Walter was 19 so was out working and I don't remember too much about his being home. I do remember his playing the saxaphone at home and having some of his band members having a jam session down in the basement . Walter got married when I was 5 and I think Len got married when I was about7.After that it was just mama, papa, and me.

There were a lot of children that lived on my street with three different grade schools that we all attended. There was Mt. Pleasant Public School, St. Anthony Catholic School (referred to as the German Catholic School, and St. Hedwig. The latter one definitely being a Polish Catholic School even teaching the Polish language; although I must say, I never learned more than a couple of words that I can remember. We even said our prayers in Polish. Anyway, I was the only one my block of friends that went to St. Hedwig with my other friends attending one of the other two schools. It kind of set me apart but I still managed to have a lot of playmates.

It was a lot of fun growing up in that neighborhood and we played a lot of games in the evening. We would all meet at the concrete lamp post accross the street where we may just hang around and talk or start a game. Naturally the most played game was "Hide and Go Seek" but there were also; "Lay Low Sheep", "Kick the Tin Can", "Tippie", "Movie Stars", "Lemonade", and many more.

There were also the Rubber-Band Guns which shot these huge rubber bands made by cutting out bands from automobile innertubes.
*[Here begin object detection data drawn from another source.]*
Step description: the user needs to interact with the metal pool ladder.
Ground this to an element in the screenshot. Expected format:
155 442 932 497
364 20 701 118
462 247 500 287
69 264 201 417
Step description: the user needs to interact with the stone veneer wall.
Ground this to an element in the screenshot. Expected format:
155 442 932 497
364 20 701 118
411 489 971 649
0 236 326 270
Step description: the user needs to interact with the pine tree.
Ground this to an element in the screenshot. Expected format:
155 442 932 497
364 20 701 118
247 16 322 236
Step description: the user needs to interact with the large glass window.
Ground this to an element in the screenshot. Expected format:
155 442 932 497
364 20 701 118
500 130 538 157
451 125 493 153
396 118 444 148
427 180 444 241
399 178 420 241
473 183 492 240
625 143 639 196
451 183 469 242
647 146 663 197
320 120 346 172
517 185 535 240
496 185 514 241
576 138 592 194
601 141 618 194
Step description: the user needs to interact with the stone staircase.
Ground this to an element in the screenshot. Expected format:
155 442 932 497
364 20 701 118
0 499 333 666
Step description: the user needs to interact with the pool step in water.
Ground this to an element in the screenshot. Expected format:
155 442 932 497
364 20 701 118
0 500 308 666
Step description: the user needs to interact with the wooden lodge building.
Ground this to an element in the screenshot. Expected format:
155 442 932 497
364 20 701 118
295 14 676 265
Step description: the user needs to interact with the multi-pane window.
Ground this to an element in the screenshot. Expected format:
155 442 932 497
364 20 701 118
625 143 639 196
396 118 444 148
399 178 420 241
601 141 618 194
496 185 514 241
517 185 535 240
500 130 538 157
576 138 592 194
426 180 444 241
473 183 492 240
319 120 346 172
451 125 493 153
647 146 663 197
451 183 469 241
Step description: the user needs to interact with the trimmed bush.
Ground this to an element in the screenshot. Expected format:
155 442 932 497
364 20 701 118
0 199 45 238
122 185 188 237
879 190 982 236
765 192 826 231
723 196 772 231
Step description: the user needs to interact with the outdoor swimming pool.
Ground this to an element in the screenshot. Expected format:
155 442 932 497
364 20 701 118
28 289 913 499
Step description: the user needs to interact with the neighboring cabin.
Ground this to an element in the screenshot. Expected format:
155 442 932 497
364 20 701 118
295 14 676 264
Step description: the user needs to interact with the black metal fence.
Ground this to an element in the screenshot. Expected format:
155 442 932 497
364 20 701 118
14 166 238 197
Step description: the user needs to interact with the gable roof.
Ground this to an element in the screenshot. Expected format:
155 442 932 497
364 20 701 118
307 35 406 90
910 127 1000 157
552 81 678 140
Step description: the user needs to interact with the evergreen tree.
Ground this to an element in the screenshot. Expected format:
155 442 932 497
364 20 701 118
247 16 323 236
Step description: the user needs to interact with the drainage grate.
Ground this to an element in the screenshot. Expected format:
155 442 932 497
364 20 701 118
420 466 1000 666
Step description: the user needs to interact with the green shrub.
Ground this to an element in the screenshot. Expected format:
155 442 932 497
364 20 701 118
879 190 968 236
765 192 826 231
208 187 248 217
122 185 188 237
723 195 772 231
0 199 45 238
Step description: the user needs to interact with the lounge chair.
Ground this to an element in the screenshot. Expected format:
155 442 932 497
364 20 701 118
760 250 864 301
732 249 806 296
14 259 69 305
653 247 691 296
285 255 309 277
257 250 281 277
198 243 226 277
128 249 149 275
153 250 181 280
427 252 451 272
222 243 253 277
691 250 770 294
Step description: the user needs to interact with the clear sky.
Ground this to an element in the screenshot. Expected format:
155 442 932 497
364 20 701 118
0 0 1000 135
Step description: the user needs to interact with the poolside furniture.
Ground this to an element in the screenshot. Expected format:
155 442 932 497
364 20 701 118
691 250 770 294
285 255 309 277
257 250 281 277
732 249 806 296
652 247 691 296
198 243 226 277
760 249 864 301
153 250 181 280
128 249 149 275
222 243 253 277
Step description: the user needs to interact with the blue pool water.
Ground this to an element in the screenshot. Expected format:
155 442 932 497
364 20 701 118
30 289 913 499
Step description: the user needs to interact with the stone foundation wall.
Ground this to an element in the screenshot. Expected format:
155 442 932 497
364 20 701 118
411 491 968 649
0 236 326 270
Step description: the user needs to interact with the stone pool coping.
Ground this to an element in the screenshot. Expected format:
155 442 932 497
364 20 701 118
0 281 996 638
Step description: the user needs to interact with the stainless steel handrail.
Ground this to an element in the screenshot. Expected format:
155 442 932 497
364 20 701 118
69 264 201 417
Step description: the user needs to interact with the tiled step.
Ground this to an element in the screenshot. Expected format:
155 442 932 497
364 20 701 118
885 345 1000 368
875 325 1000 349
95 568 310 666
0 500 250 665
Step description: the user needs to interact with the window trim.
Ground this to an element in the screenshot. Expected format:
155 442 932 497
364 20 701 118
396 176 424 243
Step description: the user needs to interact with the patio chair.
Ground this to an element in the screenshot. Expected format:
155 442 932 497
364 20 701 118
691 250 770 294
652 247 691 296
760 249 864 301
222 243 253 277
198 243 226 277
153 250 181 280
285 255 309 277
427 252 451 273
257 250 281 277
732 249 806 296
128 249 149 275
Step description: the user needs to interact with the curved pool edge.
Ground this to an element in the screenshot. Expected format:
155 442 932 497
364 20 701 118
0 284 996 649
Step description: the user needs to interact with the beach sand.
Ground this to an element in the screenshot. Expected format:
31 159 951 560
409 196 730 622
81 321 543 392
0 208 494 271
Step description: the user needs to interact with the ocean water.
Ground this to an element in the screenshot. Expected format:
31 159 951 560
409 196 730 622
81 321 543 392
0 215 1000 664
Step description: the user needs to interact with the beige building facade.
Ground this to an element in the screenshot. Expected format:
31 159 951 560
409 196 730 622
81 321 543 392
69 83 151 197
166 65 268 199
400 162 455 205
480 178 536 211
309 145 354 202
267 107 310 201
Those things could really sail a long way, were very strong, and would probably be labeled as leathal weapons if they were made today. A friend and I confiscated her brothers gun and all of his bands one day. We shot every one of them up into the top of a huge sycamore tree. Naturally, she and I did not intend to climb up into that huge tree and retrieve the ammunition. When her brother found out he was not too happy and I still have amnesia as to what happened next, but I know we never did it again.

In the alley behind the house the boys (and men sometimes) would play a game called "Bottle Caps". It was unique to St. Louis I think. St. Louis was a "beer town" and beer was sold in bottles back then.The bottle caps were saved and maybe someone would have as many as 500 in a can. Two teams were chosen and the bottle caps were pitched to an opposing team member using a broomstick for a bat. It was played similar to baseball except there was no running to bases. There were fielders who tried to catch a flying bottlecap and if they did, it was an "OUT" for the batting side. When the game was over there were bottlecaps strewn all over and everyone would help pick them up and put them back in the can.

When I was about twenty-five I remember a couple, Wally and Marian Froehle, who were visiting us from Minnesota. He was invited to join Harold and a couple of my nephews in a game of bottlecaps out in the alley. When the game was described to him and he saw all those bottlecaps laying all over the alley he said,"You guys are crazy 'cause now we have to pick up all of those caps!" He was not too enthused about this game but I'll bet he still remembers it as does everyone who ever played it.

St. Hedwig's elementary school was quite small, only about 100 children in the whole eight grades. My 8th grade graduating class had 5 girls and 6 boys. There was myself, Arlene Nemec, Delores Pawlak, Loretta Lawandowska, Cecelia Pelczynska, Robert Sax, Daniel Gruhala, Robert Koebbe, Donald Taylor, Ronald Zewiski,and Eugene Olsczewski. I can't hardly believe that I have actually remembered all of their names (although some of the spelling of those names may be "butchered") . That graduation took place in 1944.